Figuring out what to do with Fannie and Freddie could take years and involves a more difficult question: How much should the government do to subsidize the housing market?

The government has helped make mortgages attractive to Americans for decades with a range of policies, from allowing homeowners to deduct mortgage interest payments to backing loans that make long-term fixed-rate mortgages widely available.

Now, Fannie and Freddie are facing scrutiny for the billions that taxpayers have covered for the bad loans made during the housing boom.

And the administration and Congress are under pressure to address Fannie and Freddie’s role in the mortgage crisis after leaving them out of the broader financial regulatory overhaul.

Without the government’s backing, banks would prefer not to make loans that leave interest rates fixed for more than five years. They don’t want to take the risks that interest rates will skyrocket, leaving them with an unprofitable loan a decade later.

Fannie and Freddie buy home loans from lenders, package them into bonds with a guarantee against default, and sell them to investors. They collapsed two years under the weight of soaring foreclosures and defaults.

There are numerous ways to restructure the mortgage system, ranging from a fully privatized system to one controlled by the government.

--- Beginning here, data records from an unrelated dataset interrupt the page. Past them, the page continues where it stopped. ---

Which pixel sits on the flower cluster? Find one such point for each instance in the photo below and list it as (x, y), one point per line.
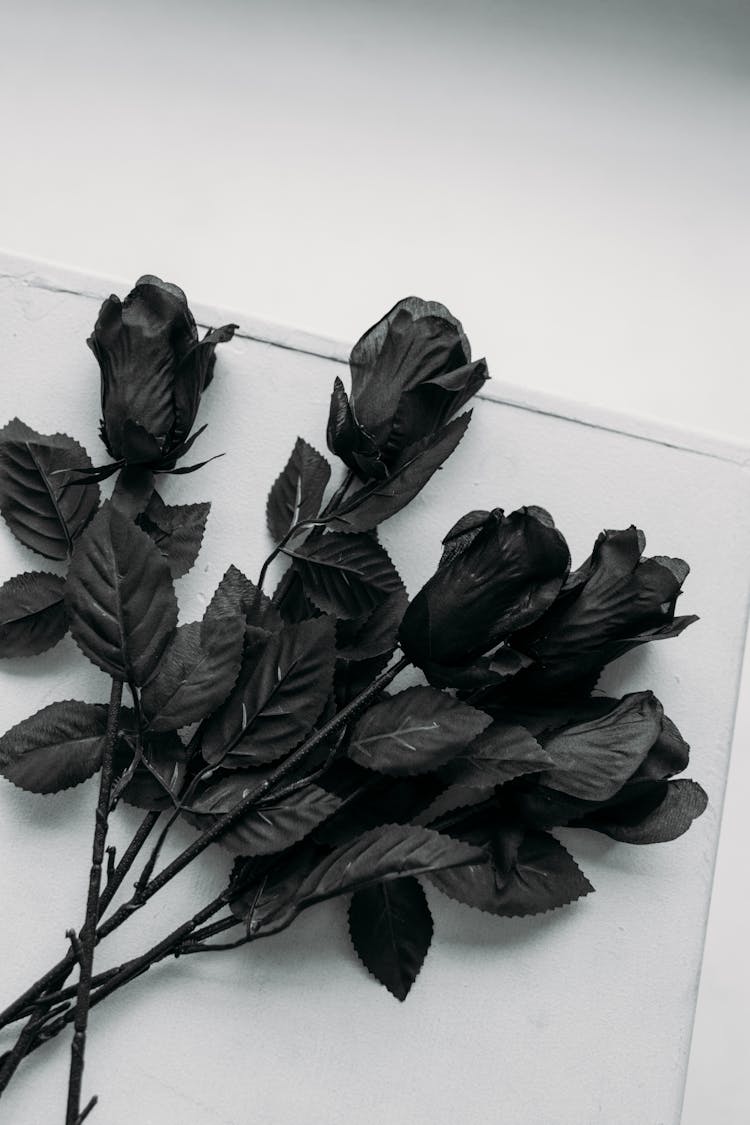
(267, 725)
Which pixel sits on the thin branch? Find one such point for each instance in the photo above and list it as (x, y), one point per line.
(89, 929)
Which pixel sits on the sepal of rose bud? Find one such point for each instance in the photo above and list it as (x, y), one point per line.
(410, 372)
(154, 368)
(496, 576)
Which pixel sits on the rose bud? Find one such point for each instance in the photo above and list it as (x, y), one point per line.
(497, 574)
(612, 764)
(410, 372)
(154, 368)
(614, 602)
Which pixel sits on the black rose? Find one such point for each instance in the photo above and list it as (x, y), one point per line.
(612, 764)
(497, 574)
(154, 368)
(614, 602)
(410, 372)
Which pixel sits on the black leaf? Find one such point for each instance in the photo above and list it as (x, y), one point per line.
(386, 853)
(541, 875)
(297, 492)
(178, 531)
(345, 575)
(414, 731)
(197, 672)
(391, 928)
(277, 703)
(56, 748)
(119, 597)
(274, 825)
(41, 498)
(377, 502)
(497, 755)
(32, 613)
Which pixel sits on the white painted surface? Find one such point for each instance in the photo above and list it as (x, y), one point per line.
(571, 179)
(583, 1016)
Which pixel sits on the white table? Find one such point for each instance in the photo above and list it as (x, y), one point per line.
(579, 1017)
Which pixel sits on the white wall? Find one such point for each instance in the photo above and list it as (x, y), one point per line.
(570, 178)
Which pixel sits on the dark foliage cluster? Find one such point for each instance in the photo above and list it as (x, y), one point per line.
(270, 723)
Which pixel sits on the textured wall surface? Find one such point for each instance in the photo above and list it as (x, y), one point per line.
(580, 1016)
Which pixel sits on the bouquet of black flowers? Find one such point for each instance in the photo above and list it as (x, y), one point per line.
(274, 726)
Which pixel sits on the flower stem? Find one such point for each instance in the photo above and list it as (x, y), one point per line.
(55, 977)
(53, 980)
(88, 936)
(343, 717)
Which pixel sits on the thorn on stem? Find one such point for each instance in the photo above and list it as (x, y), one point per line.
(84, 1113)
(75, 944)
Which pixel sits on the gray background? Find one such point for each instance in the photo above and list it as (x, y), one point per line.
(570, 178)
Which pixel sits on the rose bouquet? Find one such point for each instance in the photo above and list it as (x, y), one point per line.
(276, 726)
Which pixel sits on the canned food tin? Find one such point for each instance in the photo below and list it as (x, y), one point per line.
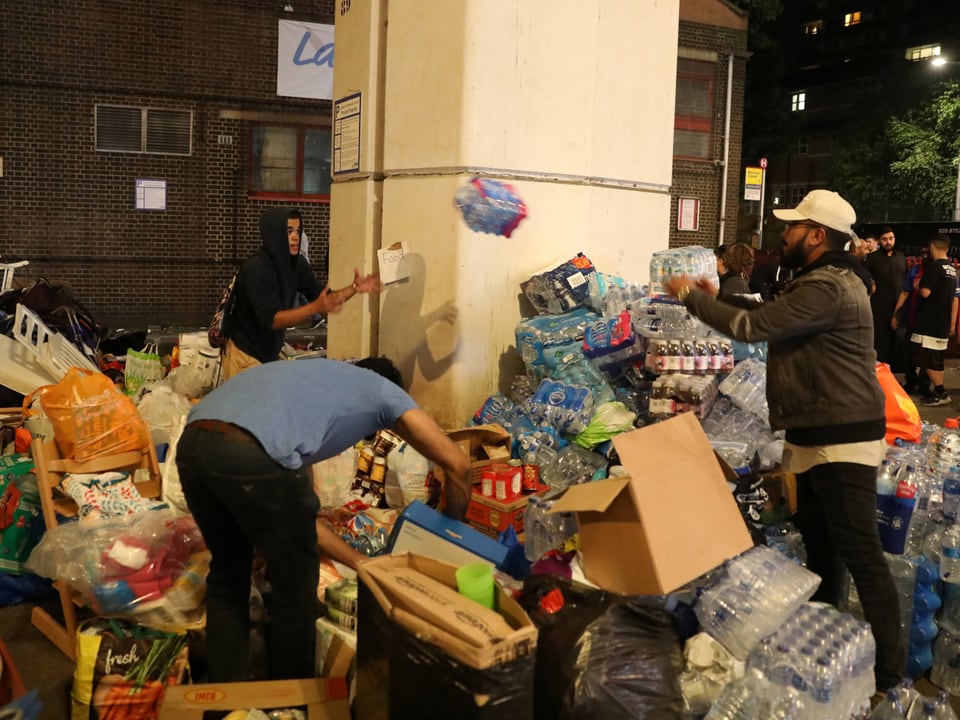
(365, 461)
(487, 477)
(501, 485)
(379, 470)
(531, 477)
(516, 477)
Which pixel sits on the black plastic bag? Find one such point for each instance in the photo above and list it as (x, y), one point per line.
(603, 655)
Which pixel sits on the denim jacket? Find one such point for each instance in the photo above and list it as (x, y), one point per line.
(820, 361)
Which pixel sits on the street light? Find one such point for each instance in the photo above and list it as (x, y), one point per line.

Here is a look at some of the options:

■ A fully private system: Fannie and Freddie would be eliminated and private lenders would take over, either holding loans on their books or selling mortgage bonds. But the market for mortgage securities issued without any government backing has been virtually dead ever since the housing bust. It’s unclear whether it can come back.

■ A semi-private system: Fannie and Freddie would be dissolved. Their functions would be assumed by private companies, which would apply for permission to issue government-backed mortgage securities. They would pay the government for the ability to do so, creating a government-run insurance fund to absorb losses if the market went bad.

■ A hybrid system: Fannie and Freddie would continue to exist, but would compete against other companies that would issue government-backed mortgage securities.

A government-run system: Fannie and Freddie would be folded into the government. This option is unlikely because it would further balloon the already-expanding federal debt.